The Saint James cathedral of Šibenik, included in the UNESCO world heritage list, is a construction phenomenon built entirely of stone. The most intriguing detail are the seventy-four heads of stone, which surround the cathedral's facade.
Among Croatia's most prominent natural wonders are the Kornati National park with its eighty-nine rocky islands. In the Telašćica Park of nature, an eight-kilometer deep bay indented into Dugi Otok island, Dalmatia holds a unique sight – a seawater lake lifted by the rocks onto an elevation higher than sea level. The Krka National park will win over visitors by the sight of clear waterfalls descending the seven travertine barriers of its eponymous river.
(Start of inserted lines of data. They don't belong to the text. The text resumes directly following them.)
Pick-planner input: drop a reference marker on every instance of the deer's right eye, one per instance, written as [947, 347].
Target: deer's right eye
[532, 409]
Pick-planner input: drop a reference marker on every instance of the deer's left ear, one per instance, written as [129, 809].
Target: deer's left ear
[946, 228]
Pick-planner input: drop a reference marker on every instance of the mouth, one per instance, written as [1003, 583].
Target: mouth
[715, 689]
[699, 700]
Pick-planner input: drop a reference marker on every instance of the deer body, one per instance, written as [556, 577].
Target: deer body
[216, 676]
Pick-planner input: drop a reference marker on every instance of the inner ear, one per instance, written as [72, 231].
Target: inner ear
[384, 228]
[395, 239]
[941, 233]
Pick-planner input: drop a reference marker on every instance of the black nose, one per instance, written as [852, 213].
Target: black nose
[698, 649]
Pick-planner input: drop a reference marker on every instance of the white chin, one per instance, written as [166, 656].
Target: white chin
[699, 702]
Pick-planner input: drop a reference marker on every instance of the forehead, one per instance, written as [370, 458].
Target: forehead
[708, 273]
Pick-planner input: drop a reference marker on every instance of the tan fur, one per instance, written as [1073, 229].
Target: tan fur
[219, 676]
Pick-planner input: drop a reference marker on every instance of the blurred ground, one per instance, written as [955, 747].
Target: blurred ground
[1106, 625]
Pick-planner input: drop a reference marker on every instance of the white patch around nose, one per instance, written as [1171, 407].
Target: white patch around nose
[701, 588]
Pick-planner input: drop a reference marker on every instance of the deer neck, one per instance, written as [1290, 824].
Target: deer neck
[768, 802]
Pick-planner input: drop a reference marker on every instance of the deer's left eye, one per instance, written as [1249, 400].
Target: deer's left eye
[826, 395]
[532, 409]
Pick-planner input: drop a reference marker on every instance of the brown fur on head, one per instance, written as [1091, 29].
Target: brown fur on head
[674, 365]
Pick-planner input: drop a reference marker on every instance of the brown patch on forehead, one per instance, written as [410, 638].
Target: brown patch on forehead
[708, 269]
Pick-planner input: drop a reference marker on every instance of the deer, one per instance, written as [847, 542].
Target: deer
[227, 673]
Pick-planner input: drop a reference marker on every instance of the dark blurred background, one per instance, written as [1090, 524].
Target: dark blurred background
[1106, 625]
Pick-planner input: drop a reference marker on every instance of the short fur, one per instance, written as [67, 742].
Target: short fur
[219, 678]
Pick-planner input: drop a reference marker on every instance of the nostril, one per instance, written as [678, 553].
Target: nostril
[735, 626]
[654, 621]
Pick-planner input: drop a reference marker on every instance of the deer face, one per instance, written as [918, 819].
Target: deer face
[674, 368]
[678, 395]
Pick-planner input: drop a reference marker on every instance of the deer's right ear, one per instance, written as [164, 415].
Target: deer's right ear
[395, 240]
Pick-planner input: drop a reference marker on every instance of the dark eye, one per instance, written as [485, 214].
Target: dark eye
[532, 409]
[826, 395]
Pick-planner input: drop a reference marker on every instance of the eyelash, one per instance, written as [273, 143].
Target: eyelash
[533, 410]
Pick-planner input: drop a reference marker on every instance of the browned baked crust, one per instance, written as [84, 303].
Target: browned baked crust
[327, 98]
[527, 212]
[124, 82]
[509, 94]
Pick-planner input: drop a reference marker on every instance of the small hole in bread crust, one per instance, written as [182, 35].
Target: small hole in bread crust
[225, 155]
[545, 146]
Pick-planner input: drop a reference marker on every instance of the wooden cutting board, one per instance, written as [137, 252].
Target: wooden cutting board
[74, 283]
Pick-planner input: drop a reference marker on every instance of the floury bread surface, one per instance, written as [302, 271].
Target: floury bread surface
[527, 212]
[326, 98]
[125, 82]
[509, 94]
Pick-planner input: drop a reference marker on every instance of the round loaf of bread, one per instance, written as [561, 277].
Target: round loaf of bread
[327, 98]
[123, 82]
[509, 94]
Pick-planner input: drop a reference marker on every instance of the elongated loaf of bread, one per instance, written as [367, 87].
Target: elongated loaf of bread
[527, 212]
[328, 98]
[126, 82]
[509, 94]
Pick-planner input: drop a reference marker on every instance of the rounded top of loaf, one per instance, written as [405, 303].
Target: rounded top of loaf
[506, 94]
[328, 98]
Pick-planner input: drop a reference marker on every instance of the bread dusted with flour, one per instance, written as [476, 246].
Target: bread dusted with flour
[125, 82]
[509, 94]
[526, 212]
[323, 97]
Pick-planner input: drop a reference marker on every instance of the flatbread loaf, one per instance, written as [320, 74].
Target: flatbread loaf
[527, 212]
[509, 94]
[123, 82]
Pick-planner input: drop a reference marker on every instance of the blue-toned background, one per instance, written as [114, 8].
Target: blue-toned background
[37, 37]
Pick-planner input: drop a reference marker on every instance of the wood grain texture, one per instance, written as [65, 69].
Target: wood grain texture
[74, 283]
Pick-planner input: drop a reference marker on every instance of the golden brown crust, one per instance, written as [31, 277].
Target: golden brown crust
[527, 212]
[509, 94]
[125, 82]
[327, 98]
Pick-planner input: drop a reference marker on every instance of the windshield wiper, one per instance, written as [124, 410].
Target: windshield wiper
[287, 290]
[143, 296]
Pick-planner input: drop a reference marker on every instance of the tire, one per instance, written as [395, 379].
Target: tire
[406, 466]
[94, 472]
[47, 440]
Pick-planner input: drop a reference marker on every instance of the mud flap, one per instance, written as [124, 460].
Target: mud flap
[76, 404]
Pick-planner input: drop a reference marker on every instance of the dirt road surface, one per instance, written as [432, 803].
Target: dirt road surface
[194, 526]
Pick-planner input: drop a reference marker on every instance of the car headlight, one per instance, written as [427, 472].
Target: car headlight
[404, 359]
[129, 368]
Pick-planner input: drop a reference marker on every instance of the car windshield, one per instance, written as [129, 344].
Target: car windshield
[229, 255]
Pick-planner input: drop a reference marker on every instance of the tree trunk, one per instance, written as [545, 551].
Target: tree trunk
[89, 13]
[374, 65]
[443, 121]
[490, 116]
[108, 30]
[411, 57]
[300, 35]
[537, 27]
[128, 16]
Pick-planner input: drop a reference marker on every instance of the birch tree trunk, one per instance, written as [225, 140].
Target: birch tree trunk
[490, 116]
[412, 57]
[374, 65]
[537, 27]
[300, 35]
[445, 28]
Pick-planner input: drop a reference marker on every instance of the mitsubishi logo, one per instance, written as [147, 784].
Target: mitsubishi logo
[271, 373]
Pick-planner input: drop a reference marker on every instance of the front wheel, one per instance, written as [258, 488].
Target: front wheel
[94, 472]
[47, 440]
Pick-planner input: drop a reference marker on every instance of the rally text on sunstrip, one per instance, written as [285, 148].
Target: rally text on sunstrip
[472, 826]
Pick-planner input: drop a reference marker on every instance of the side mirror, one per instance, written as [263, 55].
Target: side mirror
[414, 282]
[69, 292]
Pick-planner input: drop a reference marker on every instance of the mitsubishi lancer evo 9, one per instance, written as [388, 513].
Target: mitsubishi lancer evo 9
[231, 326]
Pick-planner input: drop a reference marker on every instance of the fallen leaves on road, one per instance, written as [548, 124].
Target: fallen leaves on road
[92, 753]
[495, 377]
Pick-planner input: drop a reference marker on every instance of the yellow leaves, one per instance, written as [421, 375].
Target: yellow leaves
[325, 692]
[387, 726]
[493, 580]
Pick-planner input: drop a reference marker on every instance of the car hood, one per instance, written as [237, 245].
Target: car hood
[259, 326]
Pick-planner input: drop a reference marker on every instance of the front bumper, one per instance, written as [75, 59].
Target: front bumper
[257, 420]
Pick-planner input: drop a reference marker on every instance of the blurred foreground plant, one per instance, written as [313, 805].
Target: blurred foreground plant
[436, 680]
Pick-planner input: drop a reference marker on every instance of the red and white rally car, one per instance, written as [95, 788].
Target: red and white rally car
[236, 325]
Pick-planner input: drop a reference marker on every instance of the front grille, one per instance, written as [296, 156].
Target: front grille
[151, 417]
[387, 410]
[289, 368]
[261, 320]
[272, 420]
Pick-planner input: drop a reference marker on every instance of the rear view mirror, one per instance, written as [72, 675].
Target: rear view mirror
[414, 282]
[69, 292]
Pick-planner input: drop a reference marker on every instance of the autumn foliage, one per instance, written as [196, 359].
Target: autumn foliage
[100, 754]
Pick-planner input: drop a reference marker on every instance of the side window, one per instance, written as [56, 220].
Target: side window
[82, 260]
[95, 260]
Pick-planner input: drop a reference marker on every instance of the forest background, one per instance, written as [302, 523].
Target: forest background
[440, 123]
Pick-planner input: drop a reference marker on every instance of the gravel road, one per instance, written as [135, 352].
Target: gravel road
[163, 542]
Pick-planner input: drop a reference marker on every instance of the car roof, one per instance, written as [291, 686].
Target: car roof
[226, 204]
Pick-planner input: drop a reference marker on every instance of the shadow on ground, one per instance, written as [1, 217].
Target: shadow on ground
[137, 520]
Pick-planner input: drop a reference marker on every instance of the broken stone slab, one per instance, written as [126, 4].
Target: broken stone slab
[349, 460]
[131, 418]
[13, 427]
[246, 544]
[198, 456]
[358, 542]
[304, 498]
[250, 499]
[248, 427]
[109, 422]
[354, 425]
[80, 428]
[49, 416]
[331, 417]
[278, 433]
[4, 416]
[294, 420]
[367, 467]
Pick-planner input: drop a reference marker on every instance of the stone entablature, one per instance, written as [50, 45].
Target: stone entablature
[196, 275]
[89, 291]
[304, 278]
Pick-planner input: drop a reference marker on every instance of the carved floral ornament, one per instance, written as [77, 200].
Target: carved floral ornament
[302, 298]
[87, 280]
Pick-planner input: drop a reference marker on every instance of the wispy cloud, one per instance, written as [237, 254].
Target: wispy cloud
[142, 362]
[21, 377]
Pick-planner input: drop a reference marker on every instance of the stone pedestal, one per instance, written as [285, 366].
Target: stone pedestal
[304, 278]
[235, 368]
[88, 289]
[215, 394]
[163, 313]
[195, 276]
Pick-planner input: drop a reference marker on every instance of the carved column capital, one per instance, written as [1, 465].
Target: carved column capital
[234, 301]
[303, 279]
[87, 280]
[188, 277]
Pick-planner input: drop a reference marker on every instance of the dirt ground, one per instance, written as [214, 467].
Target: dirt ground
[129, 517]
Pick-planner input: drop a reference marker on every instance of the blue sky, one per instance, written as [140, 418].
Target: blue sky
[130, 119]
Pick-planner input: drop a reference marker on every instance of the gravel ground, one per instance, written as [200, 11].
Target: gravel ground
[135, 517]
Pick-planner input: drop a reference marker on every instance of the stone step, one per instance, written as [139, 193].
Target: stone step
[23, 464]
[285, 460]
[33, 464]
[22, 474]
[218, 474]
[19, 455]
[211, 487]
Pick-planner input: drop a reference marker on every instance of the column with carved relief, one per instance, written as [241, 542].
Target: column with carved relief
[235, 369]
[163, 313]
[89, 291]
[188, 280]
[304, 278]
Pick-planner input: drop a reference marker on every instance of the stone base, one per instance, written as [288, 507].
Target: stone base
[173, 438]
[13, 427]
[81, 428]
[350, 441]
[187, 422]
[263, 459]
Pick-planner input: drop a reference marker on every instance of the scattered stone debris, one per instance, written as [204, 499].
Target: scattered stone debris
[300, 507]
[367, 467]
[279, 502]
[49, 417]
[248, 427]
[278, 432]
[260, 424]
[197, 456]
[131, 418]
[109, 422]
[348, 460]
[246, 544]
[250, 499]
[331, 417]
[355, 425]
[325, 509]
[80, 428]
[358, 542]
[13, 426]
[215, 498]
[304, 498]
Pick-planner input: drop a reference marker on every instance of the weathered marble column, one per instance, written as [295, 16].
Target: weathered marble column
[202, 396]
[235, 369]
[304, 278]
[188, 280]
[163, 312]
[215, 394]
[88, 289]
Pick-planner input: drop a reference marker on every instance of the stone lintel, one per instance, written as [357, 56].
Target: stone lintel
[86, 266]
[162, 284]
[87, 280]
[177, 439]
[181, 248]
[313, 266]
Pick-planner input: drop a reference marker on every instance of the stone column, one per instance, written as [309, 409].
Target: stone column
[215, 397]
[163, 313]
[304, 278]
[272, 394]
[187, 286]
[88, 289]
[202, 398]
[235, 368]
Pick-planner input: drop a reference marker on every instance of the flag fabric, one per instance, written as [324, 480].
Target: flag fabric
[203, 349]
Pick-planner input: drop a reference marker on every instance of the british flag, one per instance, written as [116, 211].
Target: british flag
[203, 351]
Central Dalmatia – Croatia in the sunlit story of an UNESCO palace
Split, the hub and center of Dalmatia, awaits with its 1700 year old Diocletian's palace, protected by UNESCO. Numerous concerts and a Roman army reenactment await in the days of emperor Diocletian, whose mausoleum has become the cathedral of Saint Dominus. Trogir, a UNESCO town, will impress you with the Portal of Radovan, where biblical details of medieval art decorate the entrance to the Saint Lawrence cathedral. In Omiš, a town whose past was marked by ruthless pirates, you can try a Dalmatian rafting adventure on the Cetina river. In the traditional tourist favorite, Makarska, Croatia has something for everybody – a museum with 3000 shellfish specimens, a Marian sanctuary in a cave amidst lush greenery, not to mention the well-known miles and miles of beaches all along the riviera.
Dalmatia offers an escape from the summer heat on Brač island, in the embrace of Croatia's most famous beach, Zlatni rat (which name means Golden horn or cape.) Hvar, the sunniest island, a modern hub of summer fun for the young, has for long treasured one of Europe's oldest theaters.
Southern Dalmatia – richness of culture imprisoned in the towers of the south
Dalmatia's UNESCO story continues in Dubrovnik, a city of culture belted by nearly two kilometers of defensive walls, with an array of fortresses and towers. Classical music concerts echo in the atrium to the Prince's palace, while the plays performed during the traditional Dubrovnik summer games are staged on Lovrijenac – a fortress sitting atop a 37-meter tall cliff.
On the island of Korčula, numerous sword dances await, the most famous of which, the Moreška, is held throughout the summer. In Korčula town, the birthplace of Marco Polo, if the medieval towers fail to charm you, the Hald New Year masquerade certainly won't. In the Mljet national park, Croatia will delight you with two seawater lakes in the midst of the most forested island of the Adriatic.
On the Pelješac peninsula, Southern Dalmatia will pleasure your palate with the world-famous Dingač wines and the flavor of fresh shellfish, which have been cultivated here since the ancient times.